Labor supports the Foreign Investment Reform (Protecting Australia's National Security) Bill 2020. I think the member for Rankin is going to speak in support of his amendments. My main issue with this whole area, when we're looking at foreign investment proposals, is that we're talking very much of prospective foreign investment proposals. My concern is that, over the last 30 years, we've seen a whole range of Australian assets privatised—most recently, the port of Darwin, which I've had something to say about in the press. I've called for that sale to be resolved by nationalisation. I think that the port of Darwin should be in the hands of the Australian government. I think that's a sensible thing to do because it protects our sovereign interests. But, of course, over the last few decades, there's been an orgy of privatisation and an orgy of outsourcing of state government assets.
In South Australia, we've seen the privatisation of electricity. We've seen the lease of assets which should be held in government hands, notably the Electricity Trust of South Australia. What we saw there was, first of all, not just privatisation but also the sin of disaggregation, where they split up what was essentially a unit for the creation and distribution of electricity generation—poles and wires. They split it up and sold it off bit by bit because they thought that that would be the way they'd make the most money. In the process of disaggregating it, they wrecked, in my opinion, a system that produced low-cost energy for South Australia. They sold it off bit by bit. The disaggregation is a problem, but the sale itself was a problem.
When it was sold, it was in a very benign international environment. A company from Hong Kong, CK Infrastructure Holdings, bought, in particular, the poles and wires part of the electricity distribution network in South Australia. We now have the situation where Hong Kong is effectively under the control of the People's Republic of China and the companies in that jurisdiction are also under the control of that government. That is undoubtedly a question for that country, but there is the issue that the South Australian electricity network has been sold to a company which has been excluded from participating in the sale and privatisation of other energy assets in this country, notably, the privatisations in New South Wales. So we have the situation where, because a privatisation occurred 30 years ago now, somehow, the ownership arrangements which were allowed at that time are allowed to remain in force. I don't think that's a sensible thing for this country to do. It's certainly not a sensible thing for South Australia.
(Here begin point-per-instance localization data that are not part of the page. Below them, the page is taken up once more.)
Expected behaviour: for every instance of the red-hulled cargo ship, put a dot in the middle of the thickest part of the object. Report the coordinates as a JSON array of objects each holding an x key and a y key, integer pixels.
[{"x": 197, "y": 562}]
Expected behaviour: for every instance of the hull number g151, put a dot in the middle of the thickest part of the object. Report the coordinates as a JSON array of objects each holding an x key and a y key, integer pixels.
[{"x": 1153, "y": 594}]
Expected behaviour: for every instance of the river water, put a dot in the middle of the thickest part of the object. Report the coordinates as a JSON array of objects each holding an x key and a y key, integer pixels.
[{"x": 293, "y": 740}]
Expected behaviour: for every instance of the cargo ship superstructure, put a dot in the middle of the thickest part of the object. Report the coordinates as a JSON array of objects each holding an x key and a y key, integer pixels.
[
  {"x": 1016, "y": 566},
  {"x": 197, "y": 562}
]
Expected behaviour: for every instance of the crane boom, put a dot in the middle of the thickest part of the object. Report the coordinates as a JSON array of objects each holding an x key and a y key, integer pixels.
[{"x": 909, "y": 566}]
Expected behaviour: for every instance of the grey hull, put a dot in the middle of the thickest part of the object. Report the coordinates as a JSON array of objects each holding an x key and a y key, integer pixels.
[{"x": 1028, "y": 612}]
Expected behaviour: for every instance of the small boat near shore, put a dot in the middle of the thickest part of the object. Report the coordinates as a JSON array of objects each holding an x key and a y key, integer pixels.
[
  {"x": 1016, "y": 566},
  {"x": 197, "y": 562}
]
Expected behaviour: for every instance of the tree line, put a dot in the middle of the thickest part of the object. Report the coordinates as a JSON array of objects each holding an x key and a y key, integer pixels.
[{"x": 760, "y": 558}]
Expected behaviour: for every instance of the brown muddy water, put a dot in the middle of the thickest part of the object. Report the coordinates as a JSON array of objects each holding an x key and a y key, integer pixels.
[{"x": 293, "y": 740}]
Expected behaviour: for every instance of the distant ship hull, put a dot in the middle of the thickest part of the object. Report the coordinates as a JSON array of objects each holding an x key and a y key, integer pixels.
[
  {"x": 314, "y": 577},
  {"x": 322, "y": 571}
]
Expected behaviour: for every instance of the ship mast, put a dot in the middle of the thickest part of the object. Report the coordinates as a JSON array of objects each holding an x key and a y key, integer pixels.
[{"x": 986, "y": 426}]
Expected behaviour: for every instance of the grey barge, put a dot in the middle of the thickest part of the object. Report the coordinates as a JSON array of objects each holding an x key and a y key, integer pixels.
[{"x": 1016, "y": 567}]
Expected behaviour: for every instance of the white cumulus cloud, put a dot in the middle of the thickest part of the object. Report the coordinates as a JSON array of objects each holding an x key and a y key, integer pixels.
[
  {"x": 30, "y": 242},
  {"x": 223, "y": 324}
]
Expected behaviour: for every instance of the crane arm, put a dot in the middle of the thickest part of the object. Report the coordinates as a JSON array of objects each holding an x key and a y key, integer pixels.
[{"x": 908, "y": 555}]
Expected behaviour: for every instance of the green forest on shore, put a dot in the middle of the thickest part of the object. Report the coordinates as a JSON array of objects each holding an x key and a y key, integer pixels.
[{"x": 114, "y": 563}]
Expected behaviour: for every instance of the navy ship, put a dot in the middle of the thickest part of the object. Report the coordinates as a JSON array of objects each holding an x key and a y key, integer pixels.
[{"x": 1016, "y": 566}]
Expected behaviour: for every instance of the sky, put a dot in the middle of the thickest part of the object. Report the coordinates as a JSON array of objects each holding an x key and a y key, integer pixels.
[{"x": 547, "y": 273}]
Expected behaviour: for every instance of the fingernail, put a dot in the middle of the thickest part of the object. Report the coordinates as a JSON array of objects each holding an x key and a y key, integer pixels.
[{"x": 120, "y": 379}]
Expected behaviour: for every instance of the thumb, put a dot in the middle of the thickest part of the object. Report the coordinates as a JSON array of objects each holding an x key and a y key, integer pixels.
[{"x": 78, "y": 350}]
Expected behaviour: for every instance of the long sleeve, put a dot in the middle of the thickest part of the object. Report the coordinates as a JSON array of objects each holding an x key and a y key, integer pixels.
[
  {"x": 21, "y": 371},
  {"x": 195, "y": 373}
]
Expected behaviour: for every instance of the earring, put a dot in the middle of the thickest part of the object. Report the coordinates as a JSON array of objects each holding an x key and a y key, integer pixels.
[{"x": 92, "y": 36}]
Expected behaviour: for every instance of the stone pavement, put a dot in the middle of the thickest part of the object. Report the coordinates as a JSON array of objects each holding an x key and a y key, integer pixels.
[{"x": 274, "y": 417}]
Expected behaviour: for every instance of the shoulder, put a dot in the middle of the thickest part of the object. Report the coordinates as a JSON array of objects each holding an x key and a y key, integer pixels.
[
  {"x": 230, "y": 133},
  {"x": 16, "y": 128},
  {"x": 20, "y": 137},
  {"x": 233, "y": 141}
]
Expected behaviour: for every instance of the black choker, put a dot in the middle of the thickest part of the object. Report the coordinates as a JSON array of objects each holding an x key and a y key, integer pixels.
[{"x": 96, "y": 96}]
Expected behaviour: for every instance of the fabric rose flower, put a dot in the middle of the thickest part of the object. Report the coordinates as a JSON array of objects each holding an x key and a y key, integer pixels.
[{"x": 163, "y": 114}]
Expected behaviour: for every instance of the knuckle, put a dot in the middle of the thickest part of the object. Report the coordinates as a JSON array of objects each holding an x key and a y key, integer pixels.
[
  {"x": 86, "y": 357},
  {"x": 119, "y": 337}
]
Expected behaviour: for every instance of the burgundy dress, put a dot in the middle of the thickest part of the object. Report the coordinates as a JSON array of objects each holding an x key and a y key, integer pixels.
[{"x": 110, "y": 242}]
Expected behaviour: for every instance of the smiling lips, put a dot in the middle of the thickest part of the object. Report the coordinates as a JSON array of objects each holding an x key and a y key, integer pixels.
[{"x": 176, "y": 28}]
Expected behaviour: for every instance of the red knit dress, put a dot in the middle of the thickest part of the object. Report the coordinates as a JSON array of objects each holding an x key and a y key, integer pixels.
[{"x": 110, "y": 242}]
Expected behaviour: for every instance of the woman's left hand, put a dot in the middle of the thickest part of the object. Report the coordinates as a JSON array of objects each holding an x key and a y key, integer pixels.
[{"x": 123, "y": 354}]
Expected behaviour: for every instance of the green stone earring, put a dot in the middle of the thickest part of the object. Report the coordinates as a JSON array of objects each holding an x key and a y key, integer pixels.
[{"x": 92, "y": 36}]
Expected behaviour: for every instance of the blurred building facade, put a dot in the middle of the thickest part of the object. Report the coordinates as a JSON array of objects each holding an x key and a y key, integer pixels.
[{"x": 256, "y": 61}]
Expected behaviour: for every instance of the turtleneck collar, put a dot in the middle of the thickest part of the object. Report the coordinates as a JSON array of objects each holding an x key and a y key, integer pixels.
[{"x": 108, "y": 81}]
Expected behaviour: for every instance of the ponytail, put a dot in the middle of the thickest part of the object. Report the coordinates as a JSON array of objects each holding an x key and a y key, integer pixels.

The privatisation of those assets has been a disaster for other reasons—for economic reasons. A 99-year lease was a particularly poor way of structuring the sale. It was sold at a bargain basement price—many of these electricity assets are sold for bargain basement prices. But it's now also an issue, I think, of national security. These very important assets—the Port of Darwin and, in this case, the electricity grid of South Australia; poles and wires are the spine and architecture of our electricity system in South Australia—are now owned by a foreign company, and one within a very different international environment from which we had when the grid was sold in the 1990s.
When we're looking at these bills, we actually need to have a bit of a think. One of Labor's criticisms is that they've been rushed. We need to have a very close look at what has been sold over the last three decades, because you can't do much without electricity. It's pretty critical to modern life. In my mind it would be best if these assets were held in public hands, particularly at the moment, and that those assets, if not in public hands, were at least in the hands of Australian investors and Australian companies.
With that, I commend the bill to the House.
I would like to thank those members who have contributed to this debate on the Foreign Investment Reform (Protecting Australia's National Security) Bill 2020. This package of bills will make important changes to strengthen Australia's foreign investment review framework, while ensuring that Australia maintains a welcoming environment for investment that is not contrary to our national interests.
These reforms will ensure that from 1 January 2021 Australia's foreign investment review framework is properly equipped to keep pace with emerging risks and global developments. These changes preserve the underlying principles of our system, that Australia welcomes foreign investment for the significant benefits it provides but also ensures that investments are not contrary to the national interest. Australia's foreign investment framework will remain nondiscriminatory and applications will continue to be assessed on a case-by-case basis. I commend this bill to the House.
I thank the minister. The original question was that this bill be now read a second time, to which the honourable member for Rankin moved as an amendment that all words after 'that' be omitted with a view to substituting other words. The honourable member for Kennedy has moved, as an amendment to that amendment, that all words after 'whilst' be omitted with a view to substituting other words. The immediate question is that the amendment moved by the honourable member for Kennedy be disagreed to.